I was very relieved when the BHS released a statement saying that coaches should continue to work where possible. I only interact with fit and healthy people outdoors, not getting too close to them; and by following the suggested hygeine and social distancing guidelines, as well as both sides reacting to the first symptoms, the risk should be minimal.

I think it’s important to maintain as much of a normal life as possible for our own sanity, whilst being sensible and sensitive to the situation. Of course, my work may not be vital to the infrastructure of the country, but horses are many people’s saviours. Their down time in a busy world; the thing which turns their day from doom and gloom to sun and laughter. Their coping mechanism for the rest of their life. It’s easy to overlook the importance of a good riding session (or any exercise) to someone’s mental health.

Just like many hobbies; gym classes, book clubs, sports clubs, social clubs. Not only do the clients need these to balance out their lives, but those who run them need the financial reward in order to feed their families. So yes, let’s reduce close contact with others, but in a world where everything’s at a click of a button, let’s make sure we continue to stay in touch with ingenious ways. Summer is coming; move clubs outdoors if possible; use online videos, conference calls, and social media to keep this side of life going.

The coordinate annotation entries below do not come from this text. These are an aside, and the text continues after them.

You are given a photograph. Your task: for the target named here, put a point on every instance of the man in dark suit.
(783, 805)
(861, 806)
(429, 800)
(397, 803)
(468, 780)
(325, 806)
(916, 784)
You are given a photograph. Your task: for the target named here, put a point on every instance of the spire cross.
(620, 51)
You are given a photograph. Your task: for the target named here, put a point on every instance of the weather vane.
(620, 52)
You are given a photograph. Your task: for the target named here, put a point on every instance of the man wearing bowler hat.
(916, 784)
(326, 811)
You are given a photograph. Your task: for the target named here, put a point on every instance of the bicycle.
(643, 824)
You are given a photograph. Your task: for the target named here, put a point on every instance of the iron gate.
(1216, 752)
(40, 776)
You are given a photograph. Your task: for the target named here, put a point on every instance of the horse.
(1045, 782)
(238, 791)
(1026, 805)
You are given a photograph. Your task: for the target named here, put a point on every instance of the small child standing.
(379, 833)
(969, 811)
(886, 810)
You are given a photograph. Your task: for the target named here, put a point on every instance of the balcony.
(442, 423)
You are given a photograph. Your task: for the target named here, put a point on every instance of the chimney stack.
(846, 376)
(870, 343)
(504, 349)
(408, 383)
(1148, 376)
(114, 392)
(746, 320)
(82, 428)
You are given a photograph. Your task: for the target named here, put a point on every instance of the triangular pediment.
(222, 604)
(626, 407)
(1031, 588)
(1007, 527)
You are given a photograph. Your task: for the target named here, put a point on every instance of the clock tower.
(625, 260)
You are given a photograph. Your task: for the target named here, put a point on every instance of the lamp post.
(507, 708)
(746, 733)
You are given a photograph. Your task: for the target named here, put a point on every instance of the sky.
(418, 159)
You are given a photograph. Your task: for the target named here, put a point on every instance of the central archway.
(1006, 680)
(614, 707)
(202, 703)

It’s the start of a new normal, which will take some adjusting to, but hopefully by everyone being sensible (you’ve bought all your toilet roll now, haven’t you?!) and by keeping an eye out for others (we don’t know many at risk people locally, but I’ve offered to organise online shopping for my Granny, and plan to send her bits and pieces in the post over the next few months as well as regular emails to stop her feeling so isolated), we will survive.